77 新たな旅立ち
それからというもの、アルタリア王国はこれはもう大変なことになってしまっていた。
国王が死んだことにより新たな王を決める必要があったのだが、生憎と言うべきか彼には後継者となる実の子がいなかった。
そのため苛烈な後継争いが発生することになったのである。
また魔術師の女性は妹たちが貴族に売りはらわれたのではなく殺されたのだと言うことを知り、自ら命を絶ってしまっていた。
その結果国王を殺した存在へのヘイトが宙ぶらりんとなり、騎士たちの士気はめちゃくちゃになっている。
そのせいで治安の維持も難しくなり、中央都市はもはや都市全体がスラム街かのような惨状であった。
さらには彼女の死によって勇者だけではなく反国王派の貴族にかけていた洗脳も解けてしまい、後継争いに影響を及ぼすこととなっている。
もはやどうしようも無い程にアルタリア王国はめっちゃくちゃなのだ。
勇者の喪失、後継争い、騎士団の士気の低下の三つによって王国が渾沌を極めている中、咲と桜の二人は中央都市を出て旅に出ることを選んでいた。
「二人は一緒に来ないのか?」
そんな咲に対してクラスメイトの一人がそう言う。
街を出る判断をしたのは二人だけでは無かったのである。
国王に洗脳されていたことを知った彼らは、もうこんな王国なんかにいられるかと旅に出ることにしたのだった。
「うん、私たちにはやることがあるから」
ゼルに頼まれた五大魔将の討伐の事を思い浮かべながら咲はそう返事をする。
「そっか。次いつ会えるかはわからんけど、元気でいろよな」
「ありがとう。そっちこそ怪我とか気を付けるんだよ?」
「おっと、その辺りは俺たちに任せておいてくれ」
先代のアルタリア国王に召喚された勇者である、以前咲たちに勇者としての戦いを見せたあの時の大剣使いの男はそう言って二人の会話に混ざった。

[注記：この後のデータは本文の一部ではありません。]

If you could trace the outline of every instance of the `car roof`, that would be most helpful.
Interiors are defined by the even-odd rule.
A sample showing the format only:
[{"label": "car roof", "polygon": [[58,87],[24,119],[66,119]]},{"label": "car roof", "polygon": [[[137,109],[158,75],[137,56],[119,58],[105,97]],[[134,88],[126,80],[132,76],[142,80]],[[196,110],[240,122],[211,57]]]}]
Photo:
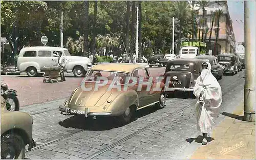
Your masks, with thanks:
[{"label": "car roof", "polygon": [[236,56],[234,55],[233,54],[221,54],[217,56],[227,56],[227,57],[233,57],[233,56]]},{"label": "car roof", "polygon": [[133,71],[138,68],[146,68],[139,64],[112,63],[100,64],[93,66],[91,70],[109,70],[118,72],[132,73]]},{"label": "car roof", "polygon": [[38,50],[38,49],[52,49],[52,50],[68,50],[68,49],[62,47],[47,47],[47,46],[34,46],[34,47],[27,47],[22,48],[21,50],[23,51],[28,51],[31,50]]},{"label": "car roof", "polygon": [[173,59],[168,62],[168,63],[172,63],[172,62],[183,62],[187,63],[199,63],[202,62],[205,62],[205,61],[199,59],[195,59],[195,58],[178,58],[176,59]]}]

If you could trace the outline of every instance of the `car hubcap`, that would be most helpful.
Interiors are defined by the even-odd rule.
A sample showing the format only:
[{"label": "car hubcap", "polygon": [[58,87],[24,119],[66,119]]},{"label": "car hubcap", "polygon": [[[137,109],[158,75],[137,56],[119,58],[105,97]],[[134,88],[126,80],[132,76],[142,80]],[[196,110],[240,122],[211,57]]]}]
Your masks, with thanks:
[{"label": "car hubcap", "polygon": [[8,111],[15,111],[15,103],[13,99],[11,98],[6,99],[6,106]]},{"label": "car hubcap", "polygon": [[29,73],[31,74],[34,74],[35,73],[35,71],[33,69],[31,69]]},{"label": "car hubcap", "polygon": [[125,111],[125,116],[128,116],[131,112],[130,108],[127,108]]},{"label": "car hubcap", "polygon": [[164,105],[165,102],[165,97],[164,96],[164,95],[163,94],[162,94],[161,95],[160,102],[161,105]]},{"label": "car hubcap", "polygon": [[76,71],[76,73],[77,73],[77,74],[81,74],[81,73],[82,73],[82,71],[80,69]]},{"label": "car hubcap", "polygon": [[2,154],[2,157],[4,159],[14,159],[15,157],[15,149],[13,146],[8,146]]}]

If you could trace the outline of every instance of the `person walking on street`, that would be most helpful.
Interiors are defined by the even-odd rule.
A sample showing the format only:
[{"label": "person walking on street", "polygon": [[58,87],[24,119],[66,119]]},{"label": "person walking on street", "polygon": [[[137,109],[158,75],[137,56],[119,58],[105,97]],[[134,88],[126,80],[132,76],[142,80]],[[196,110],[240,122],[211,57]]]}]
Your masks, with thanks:
[{"label": "person walking on street", "polygon": [[65,61],[65,57],[64,56],[62,55],[61,52],[58,52],[57,51],[54,51],[53,53],[54,55],[55,55],[56,57],[57,57],[58,58],[58,64],[59,65],[59,67],[61,67],[61,68],[59,70],[59,73],[60,74],[60,78],[61,78],[61,81],[66,81],[66,78],[64,75],[64,71],[63,70],[63,68],[65,66],[65,64],[64,64],[64,65],[62,66],[62,62]]},{"label": "person walking on street", "polygon": [[197,107],[197,128],[203,134],[202,144],[208,142],[207,135],[211,132],[222,102],[221,87],[211,73],[211,65],[204,62],[200,75],[196,81],[194,94],[198,99]]}]

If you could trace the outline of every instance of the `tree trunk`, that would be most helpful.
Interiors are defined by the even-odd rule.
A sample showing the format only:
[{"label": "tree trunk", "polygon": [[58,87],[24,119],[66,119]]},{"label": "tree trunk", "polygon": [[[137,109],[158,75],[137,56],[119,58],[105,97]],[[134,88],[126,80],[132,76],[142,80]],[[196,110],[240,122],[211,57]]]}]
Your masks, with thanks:
[{"label": "tree trunk", "polygon": [[129,54],[130,52],[130,2],[127,1],[127,11],[126,17],[126,37],[124,42],[127,54]]},{"label": "tree trunk", "polygon": [[89,2],[83,1],[83,56],[89,57]]},{"label": "tree trunk", "polygon": [[97,23],[97,11],[98,10],[98,1],[94,2],[94,15],[93,16],[93,38],[92,39],[92,45],[91,51],[93,55],[96,52],[96,37],[97,33],[96,30],[96,25]]},{"label": "tree trunk", "polygon": [[199,37],[198,37],[198,41],[200,41],[200,36],[201,36],[201,26],[199,26]]},{"label": "tree trunk", "polygon": [[141,9],[141,1],[139,2],[139,53],[138,55],[138,62],[141,63],[141,56],[142,55],[142,37],[141,35],[141,26],[142,24],[142,10]]},{"label": "tree trunk", "polygon": [[136,2],[132,2],[132,37],[131,38],[131,48],[129,56],[131,62],[133,62],[133,55],[136,54],[136,32],[135,30],[135,24],[136,22]]},{"label": "tree trunk", "polygon": [[215,56],[217,56],[217,42],[218,42],[218,38],[219,37],[219,29],[220,28],[220,17],[219,16],[217,17],[217,33],[216,34],[216,39],[215,40]]}]

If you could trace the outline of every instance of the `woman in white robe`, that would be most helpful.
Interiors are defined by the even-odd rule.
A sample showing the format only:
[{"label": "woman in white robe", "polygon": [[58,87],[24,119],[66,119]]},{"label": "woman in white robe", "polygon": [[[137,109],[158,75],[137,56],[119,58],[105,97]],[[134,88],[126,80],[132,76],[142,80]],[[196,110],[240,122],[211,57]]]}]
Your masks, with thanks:
[{"label": "woman in white robe", "polygon": [[222,102],[221,87],[211,73],[211,65],[204,62],[201,75],[196,81],[194,94],[198,99],[197,102],[197,128],[203,133],[202,145],[207,143],[207,134],[211,132],[215,124],[214,119],[220,112]]}]

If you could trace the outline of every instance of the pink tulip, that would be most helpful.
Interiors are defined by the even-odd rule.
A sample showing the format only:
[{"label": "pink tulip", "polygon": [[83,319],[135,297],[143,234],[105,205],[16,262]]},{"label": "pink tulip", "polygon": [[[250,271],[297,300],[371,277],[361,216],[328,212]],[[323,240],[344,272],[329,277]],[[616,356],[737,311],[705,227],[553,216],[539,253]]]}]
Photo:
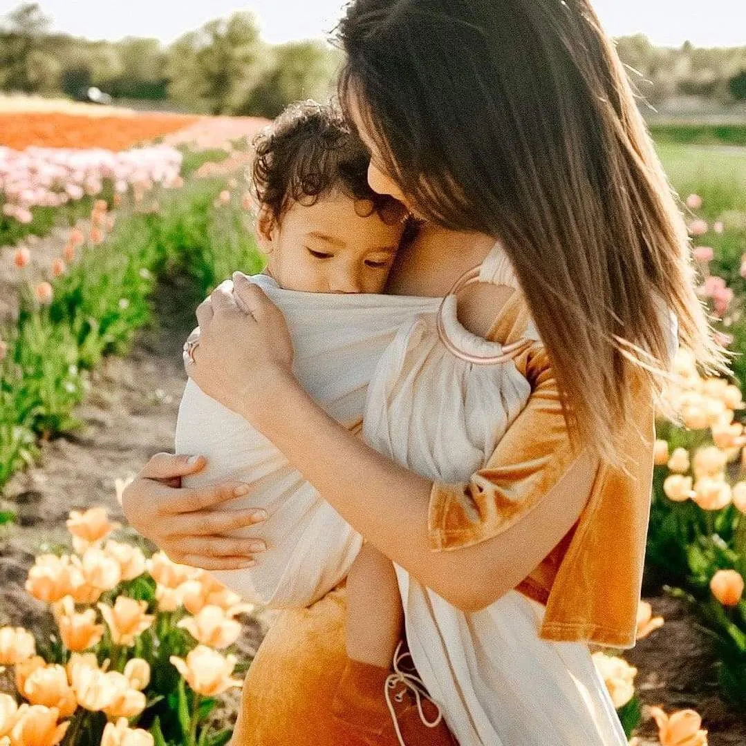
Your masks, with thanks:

彼ら先輩勇者もまた腐敗しきったアルタリア王国から離れることを決意したのだ。
「私たちと一緒にいればよっぽどの事が無い限りは安全だからね」
「お、俺たちだって戦えるんですよ!?」
「あらあら、それなら心強いことこの上無いわね」
あの時の魔術師の女性の発言に異議を申し立てるように男子が叫ぶものの、それを彼女は軽くあしらって見せた。

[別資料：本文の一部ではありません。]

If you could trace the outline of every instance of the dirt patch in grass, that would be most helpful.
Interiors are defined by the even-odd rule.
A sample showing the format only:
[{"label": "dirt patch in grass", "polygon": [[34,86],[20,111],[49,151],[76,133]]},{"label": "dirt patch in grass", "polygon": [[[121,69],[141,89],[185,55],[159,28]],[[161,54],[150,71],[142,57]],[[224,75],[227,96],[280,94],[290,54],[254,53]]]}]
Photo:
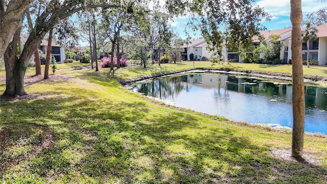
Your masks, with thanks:
[{"label": "dirt patch in grass", "polygon": [[0,150],[3,150],[5,147],[9,146],[10,133],[10,130],[8,128],[0,129]]},{"label": "dirt patch in grass", "polygon": [[[44,79],[43,79],[43,76],[38,75],[25,76],[24,78],[24,82],[25,84],[31,84],[40,82],[49,82],[66,81],[71,78],[72,78],[72,77],[69,75],[55,74],[49,75],[49,78]],[[6,83],[6,77],[4,76],[0,76],[0,82]],[[18,97],[3,96],[2,95],[0,95],[0,101],[28,101],[42,98],[45,97],[45,95],[42,94],[27,94],[26,95]]]},{"label": "dirt patch in grass", "polygon": [[2,95],[0,95],[0,102],[8,101],[29,101],[44,98],[46,96],[46,95],[41,94],[27,94],[26,95],[23,95],[18,97],[3,96]]},{"label": "dirt patch in grass", "polygon": [[312,153],[303,152],[303,159],[296,159],[291,156],[291,149],[283,148],[274,148],[270,151],[270,154],[274,158],[282,160],[300,163],[313,165],[319,165],[321,164],[319,156]]},{"label": "dirt patch in grass", "polygon": [[[56,82],[56,81],[65,81],[72,78],[72,76],[67,75],[55,74],[49,75],[49,78],[47,79],[43,79],[43,76],[42,75],[26,76],[24,77],[24,82],[26,84],[33,83],[39,82]],[[6,77],[0,76],[0,82],[6,83]]]},{"label": "dirt patch in grass", "polygon": [[[29,158],[36,157],[41,152],[52,147],[55,141],[52,133],[50,131],[45,131],[44,134],[44,136],[38,137],[38,139],[42,139],[41,141],[38,144],[35,145],[31,150],[26,154],[21,154],[18,156],[13,156],[6,160],[4,165],[3,165],[2,167],[0,167],[0,172],[7,170],[14,166],[18,165],[21,162],[28,160]],[[3,137],[5,139],[5,141],[1,142],[2,143],[4,143],[4,144],[3,145],[3,143],[0,144],[1,150],[6,150],[11,146],[11,145],[9,145],[8,144],[9,142],[10,135],[10,129],[5,128],[2,131],[0,131],[0,139],[2,140],[3,140]]]}]

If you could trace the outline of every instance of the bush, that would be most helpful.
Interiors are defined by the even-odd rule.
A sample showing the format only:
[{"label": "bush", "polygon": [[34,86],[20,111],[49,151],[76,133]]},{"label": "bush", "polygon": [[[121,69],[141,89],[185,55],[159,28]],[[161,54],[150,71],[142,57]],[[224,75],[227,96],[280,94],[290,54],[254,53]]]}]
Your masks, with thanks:
[{"label": "bush", "polygon": [[271,64],[282,64],[282,61],[283,61],[282,60],[279,59],[275,59],[272,61],[271,61]]},{"label": "bush", "polygon": [[88,57],[83,57],[80,59],[80,61],[82,63],[89,63],[90,59],[90,58]]},{"label": "bush", "polygon": [[35,62],[34,61],[30,62],[28,66],[35,66]]},{"label": "bush", "polygon": [[250,59],[246,58],[243,59],[243,62],[245,63],[249,63],[251,62],[251,61],[250,60]]},{"label": "bush", "polygon": [[209,60],[208,59],[208,58],[206,57],[203,56],[202,58],[201,58],[201,61],[208,61]]},{"label": "bush", "polygon": [[193,61],[194,59],[194,54],[193,53],[190,54],[190,60]]},{"label": "bush", "polygon": [[64,63],[71,63],[73,62],[73,61],[74,61],[74,59],[66,59],[64,61]]},{"label": "bush", "polygon": [[258,60],[256,60],[256,63],[257,63],[261,64],[261,63],[262,63],[263,62],[264,62],[264,59],[262,59],[262,58],[260,58],[260,59],[258,59]]},{"label": "bush", "polygon": [[[310,65],[318,65],[318,63],[319,62],[318,61],[318,60],[316,60],[315,59],[311,59],[311,60],[309,60],[309,64]],[[307,64],[307,60],[303,60],[302,62],[302,64],[303,65],[306,65]]]},{"label": "bush", "polygon": [[309,63],[311,65],[318,65],[318,63],[319,63],[319,61],[318,61],[318,60],[316,60],[315,59],[312,59],[309,61]]},{"label": "bush", "polygon": [[160,63],[168,63],[169,61],[169,57],[166,55],[161,56],[160,58]]},{"label": "bush", "polygon": [[[102,68],[110,67],[110,62],[111,60],[111,57],[104,57],[101,59],[101,62],[100,63],[100,66]],[[127,66],[127,59],[124,57],[122,57],[120,60],[121,67]],[[116,56],[113,57],[113,64],[114,67],[117,67],[117,58]]]},{"label": "bush", "polygon": [[239,61],[237,60],[237,59],[230,59],[228,60],[228,62],[239,62]]}]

彼女はこの世界に召喚されてからそれなりに経っているため、まさに経験の差と言うものなのかもしれない。
「ま、そう言う訳だからよ。嬢ちゃんたちも友達のことはあんまり心配しなくても大丈夫だぜ」
「すみません押し付けるような形になってしまって……」
「いいってことよ。俺たちゃ、同じく召喚された仲間だからな」
「まだ話は終わらないの? 日が暮れると厄介だし、そろそろ出発するわよ!」
馬車に乗っていた勇者の一人がそう叫ぶ。
別れの時間が来たのだ。
「んじゃ、またな」
外にいた勇者たちは次々に馬車に乗って行く。
そしてあっという間に咲と桜の二人だけがその場に残されることとなった。
「……行っちゃったね」
「うん……けど、もう絶対に会えない訳じゃ無いよ」
「そうだね。生きていればまたいつか会える」
若干の寂しさを感じつつ、二人は歩き出した。
と、その時だった。
「咲さん! 桜さん!」
聞きなれた声が二人の耳に届く。
それは紛れもなくソリスのものであった。
「ソリスさん!? 街の治安維持活動をしていたんじゃ……」
走って来る彼女の姿を見た咲は驚いていた。
それもそのはずだ。ソリスとメンシスを始めとする一部の冒険者は治安が悪化してしまった街を少しでも住みやすい街に戻すために、率先して治安を維持するための活動を行っていたのである。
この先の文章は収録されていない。